@Sklearn 数据集划分为训练集测试集方法,python实现
K折交叉验证:KFold ,GroupKFold,StratifiedKFold
1:将全部训练集S分成k个不相交子集,如S中训练样本个数为m,则每个子集含有m/k个训练样例,对应的子集为{s1,s2,…,sk}
2:每次从分好的子集里面,拿出一个作为测试集,其他k-1个作为训练集
3:在k-1个训练集上得出训练的学习器模型
4:把测试集运用到训练出的学习器模型,得出分类率
5:计算k次求得的分类率平均值,作为该模型的真实分类率
KFold
from sklearn.model_selection import KFold
x=np.array([[1,2],[3,4],[5,6],[7,8],[9,10],[11,12]])
y=np.array([1,2,3,4,5,6])
kf=KFold(n_splits=2) #kf的分类类型:n_splits=2,random_state=None,shuffle=False,顺序未打乱,分成两个类别 Train_index:[3 4 5],Test_index:[0 1 2];与 Train_index:[0 1 2],Test_index[3 4 5]
for train_index,test_index in kf.split(x):
print("Train_index:",train_index,",Test_index:",test_index)
x_train,x_test=x[train_index],x[test_index]
y_train,y_test=y[train_index],y[test_index]
print(x_train,x_test,y_train,y_test)
GroupKFold
from sklearn.model_selection import GroupKFold
x=np.array([[1,2],[3,4],[5,6],[7,8],[9,10],[11,12]])
y=np.array([1,2,3,4,5,6])
groups=np.array([1,2,3,4,5,6])
group_kfold=GroupKFold(n_splits=2)
group_kfold.get_n_splits(x,y,groups)
print(group_kfold)
for train_index,test_index in group_kfold.split(x,y,groups):
print("Train_index:",train_index,",Test_index:",test_index)

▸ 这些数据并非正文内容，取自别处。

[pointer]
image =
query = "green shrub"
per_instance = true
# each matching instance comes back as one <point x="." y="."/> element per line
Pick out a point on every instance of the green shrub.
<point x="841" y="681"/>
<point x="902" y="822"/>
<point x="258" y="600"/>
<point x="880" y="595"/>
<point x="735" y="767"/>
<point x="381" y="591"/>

x_train,x_test=x[train_index],x[test_index]
y_train,y_test=y[train_index],y[test_index]
print(x_train,x_test,y_train,y_test)
留一法:Leave One Group Out,LeavePGroupsOut, LeaveOneOut,LeavePOut
留一法验证: 假设有N个样本,将每一个样本都作为测试集,其他N-1个样本作为训练样本,循环N次,得到N个分类器,N个测试结果,用这N个结果的平均值来衡量模型的性能。N样本数量不是很大,能快速出结果;KFold 中 k<<N .
from sklearn.model_selection import LeaveOneOut
x=np.array([[1,2],[3,4],[5,6],[7,8],[9,10],[11,12]])
y=np.array([1,2,3,4,5,6])
loo=LeaveOneOut()
loo.get_n_splits(x)
print(loo)
for train_index,test_index in loo.split(x):
""" Train_index:[1 2 3 4 5],Test_index:[0] 依次循环取6次"""
print("Train_index:",train_index,",Test_index:",test_index)
x_train,x_test=x[train_index],x[test_index]
y_train,y_test=y[train_index],y[test_index]
print(x_train,x_test,y_train,y_test)
留P法验证 (Leave-p-out):
有N个样本,每次留p个作为测试集,用N-p样本作为训练集,共有C(p,N)种情况,p>1时,测试集会发生重叠
from sklearn.model_selection import LeavePOut
x=np.array([[1,2],[3,4],[5,6],[7,8],[9,10],[11,12]])
y=np.array([1,2,3,4,5,6])
lpo=LeavePOut(p=3)#任留3个,C(3,6)=A(3,6)/A(3,3)=6*5*4/3*2*1=20
print(lpo)
for train_index,test_index in lpo.split(x,y):
print("Train_index:",train_index,",Test_index:",test_index)#
x_train,x_test=x[train_index],x[test_index]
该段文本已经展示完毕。